In such cases, the communication must identify the covered entity that is making the communication; indicate that the covered entity is being compensated, if true;
provide information on how the individual may "opt out" of future communications; and explain why an individual was targeted and how they might benefit.
All other communications that are "marketing" under the Rule require that the covered entity obtain the individual’s authorization to use or disclose personal health information to create or make the marketing communication.
Health promotion, preventative care and wellness programs may fall within the definition of marketing, depending on how they are conducted.
Research
The privacy rule states that a covered entity may use or disclose for research purposes health information that has been de-identified. Where research is concerned, the Privacy Rule protects the privacy of individually identifiable health information, while at the same time, ensuring that researchers continue to have access to information necessary to conduct vital research. The guidance addresses the use or disclosure of personal health information in the research context.

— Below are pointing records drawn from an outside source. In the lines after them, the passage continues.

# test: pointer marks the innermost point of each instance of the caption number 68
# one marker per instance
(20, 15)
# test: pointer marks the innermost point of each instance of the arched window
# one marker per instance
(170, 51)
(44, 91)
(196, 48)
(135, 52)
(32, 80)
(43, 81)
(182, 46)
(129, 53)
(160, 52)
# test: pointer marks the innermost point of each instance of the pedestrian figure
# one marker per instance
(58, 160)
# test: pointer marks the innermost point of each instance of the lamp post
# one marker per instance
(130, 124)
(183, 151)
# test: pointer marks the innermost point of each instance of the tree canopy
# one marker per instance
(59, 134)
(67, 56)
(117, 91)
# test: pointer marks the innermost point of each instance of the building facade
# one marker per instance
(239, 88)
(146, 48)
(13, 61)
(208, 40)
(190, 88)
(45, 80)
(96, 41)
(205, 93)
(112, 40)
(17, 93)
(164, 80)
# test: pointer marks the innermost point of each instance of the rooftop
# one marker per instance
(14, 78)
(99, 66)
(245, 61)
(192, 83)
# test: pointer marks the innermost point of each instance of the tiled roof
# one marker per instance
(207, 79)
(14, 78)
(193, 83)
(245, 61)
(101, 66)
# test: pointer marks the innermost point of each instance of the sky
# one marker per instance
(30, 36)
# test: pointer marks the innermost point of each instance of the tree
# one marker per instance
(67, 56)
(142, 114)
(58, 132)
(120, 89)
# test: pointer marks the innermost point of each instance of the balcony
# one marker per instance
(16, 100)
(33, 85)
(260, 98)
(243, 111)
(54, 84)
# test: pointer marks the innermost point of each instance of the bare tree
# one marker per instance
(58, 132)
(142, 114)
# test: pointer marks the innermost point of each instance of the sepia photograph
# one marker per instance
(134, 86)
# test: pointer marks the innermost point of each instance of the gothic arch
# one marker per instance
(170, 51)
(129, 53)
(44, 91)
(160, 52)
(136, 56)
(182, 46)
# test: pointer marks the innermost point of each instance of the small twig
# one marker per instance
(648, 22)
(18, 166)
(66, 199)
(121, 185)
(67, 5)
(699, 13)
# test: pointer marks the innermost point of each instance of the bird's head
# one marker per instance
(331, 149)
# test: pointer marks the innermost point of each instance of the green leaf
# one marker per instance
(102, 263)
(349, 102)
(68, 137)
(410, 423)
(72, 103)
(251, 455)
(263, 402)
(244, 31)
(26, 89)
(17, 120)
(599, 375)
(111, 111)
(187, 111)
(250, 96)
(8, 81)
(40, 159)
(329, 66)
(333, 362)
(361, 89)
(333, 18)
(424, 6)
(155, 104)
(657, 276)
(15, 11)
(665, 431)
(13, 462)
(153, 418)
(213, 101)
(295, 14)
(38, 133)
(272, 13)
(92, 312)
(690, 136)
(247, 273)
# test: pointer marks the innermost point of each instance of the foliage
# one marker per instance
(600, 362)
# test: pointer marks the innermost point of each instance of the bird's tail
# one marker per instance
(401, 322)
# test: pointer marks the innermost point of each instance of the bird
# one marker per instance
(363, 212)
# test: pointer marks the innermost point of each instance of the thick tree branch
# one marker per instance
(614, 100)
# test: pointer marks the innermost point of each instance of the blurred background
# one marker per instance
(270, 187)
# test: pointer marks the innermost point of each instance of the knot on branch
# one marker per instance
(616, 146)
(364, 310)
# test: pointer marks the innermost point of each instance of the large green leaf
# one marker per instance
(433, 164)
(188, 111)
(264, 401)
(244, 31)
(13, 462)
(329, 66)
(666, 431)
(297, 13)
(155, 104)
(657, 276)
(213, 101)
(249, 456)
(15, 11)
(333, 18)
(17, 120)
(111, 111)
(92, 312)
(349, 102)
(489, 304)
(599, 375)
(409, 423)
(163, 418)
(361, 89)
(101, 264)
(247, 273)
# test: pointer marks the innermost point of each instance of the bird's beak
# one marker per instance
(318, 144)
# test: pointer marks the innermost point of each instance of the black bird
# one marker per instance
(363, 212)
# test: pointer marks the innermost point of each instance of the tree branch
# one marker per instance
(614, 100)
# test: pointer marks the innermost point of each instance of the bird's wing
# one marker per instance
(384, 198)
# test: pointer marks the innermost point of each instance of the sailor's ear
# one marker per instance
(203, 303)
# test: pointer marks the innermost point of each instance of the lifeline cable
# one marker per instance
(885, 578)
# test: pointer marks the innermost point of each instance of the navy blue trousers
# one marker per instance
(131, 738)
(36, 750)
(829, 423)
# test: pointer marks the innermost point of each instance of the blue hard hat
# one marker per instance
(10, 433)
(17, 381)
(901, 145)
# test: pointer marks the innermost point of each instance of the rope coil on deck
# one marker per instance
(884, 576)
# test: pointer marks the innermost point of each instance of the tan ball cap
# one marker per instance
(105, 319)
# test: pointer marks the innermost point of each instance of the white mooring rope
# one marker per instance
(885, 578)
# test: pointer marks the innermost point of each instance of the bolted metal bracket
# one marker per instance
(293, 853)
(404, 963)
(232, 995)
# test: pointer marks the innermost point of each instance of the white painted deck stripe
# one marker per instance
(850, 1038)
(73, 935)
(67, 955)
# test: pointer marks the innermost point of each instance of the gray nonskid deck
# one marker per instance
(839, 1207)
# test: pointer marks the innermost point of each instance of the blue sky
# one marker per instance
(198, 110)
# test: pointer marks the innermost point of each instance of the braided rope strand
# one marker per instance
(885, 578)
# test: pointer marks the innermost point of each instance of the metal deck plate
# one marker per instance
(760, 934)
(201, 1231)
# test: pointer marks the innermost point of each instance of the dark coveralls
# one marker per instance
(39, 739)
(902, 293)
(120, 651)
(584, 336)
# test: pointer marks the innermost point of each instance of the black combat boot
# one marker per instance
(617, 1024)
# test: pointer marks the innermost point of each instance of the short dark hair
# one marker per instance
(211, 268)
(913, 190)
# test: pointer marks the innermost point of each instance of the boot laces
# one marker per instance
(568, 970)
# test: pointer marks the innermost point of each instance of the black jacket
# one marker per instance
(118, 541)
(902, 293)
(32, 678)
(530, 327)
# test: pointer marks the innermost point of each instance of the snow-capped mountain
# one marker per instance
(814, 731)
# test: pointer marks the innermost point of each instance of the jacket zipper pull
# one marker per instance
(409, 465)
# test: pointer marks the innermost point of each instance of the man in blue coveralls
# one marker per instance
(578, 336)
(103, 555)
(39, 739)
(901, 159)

Government Access to Health Information
Under the privacy rule, government-operated health plans and health care providers must meet substantially the same requirements as private ones for protecting the privacy of individual identifiable health information. All federal agencies must also meet the requirements of the Privacy Act of 1974, which restricts what information about individual citizens - including any personal health information - can be shared with other agencies and with the public.
The rule does not expand current law enforcement access to individually identifiable health information. In fact, it limits access to a greater degree than currently exists. Today, law enforcement officers obtain health information for many purposes, sometimes without a warrant or other prior process. The rule establishes new procedures and safeguards to restrict the circumstances under which a dentist or other covered entity may give such information to law enforcement officers.
Where state law imposes additional restrictions on disclosure of health on information to law enforcement, those state laws continue to apply.
Payment
Under the rule, a dentist may use and disclose personal health information for payment purposes. The Rule provides examples of common payment activities that include, but are not limited to:
- Determining eligibility or coverage under a plan and adjudicating claims;
- Risk adjustments;
- Billing and collection activities;
- Reviewing health care services for medical necessity, coverage, justification of charges, and the like;
- Utilization review activities; and
- Disclosures to consumer reporting agencies (limited to specified identifying information about the individual, his or her payment history, and identifying information about the covered entity).
The guidance specifically contemplates a covered entity’s ability to carry out appropriate activities through a third party, such as a collection agency, under a business associate arrangement.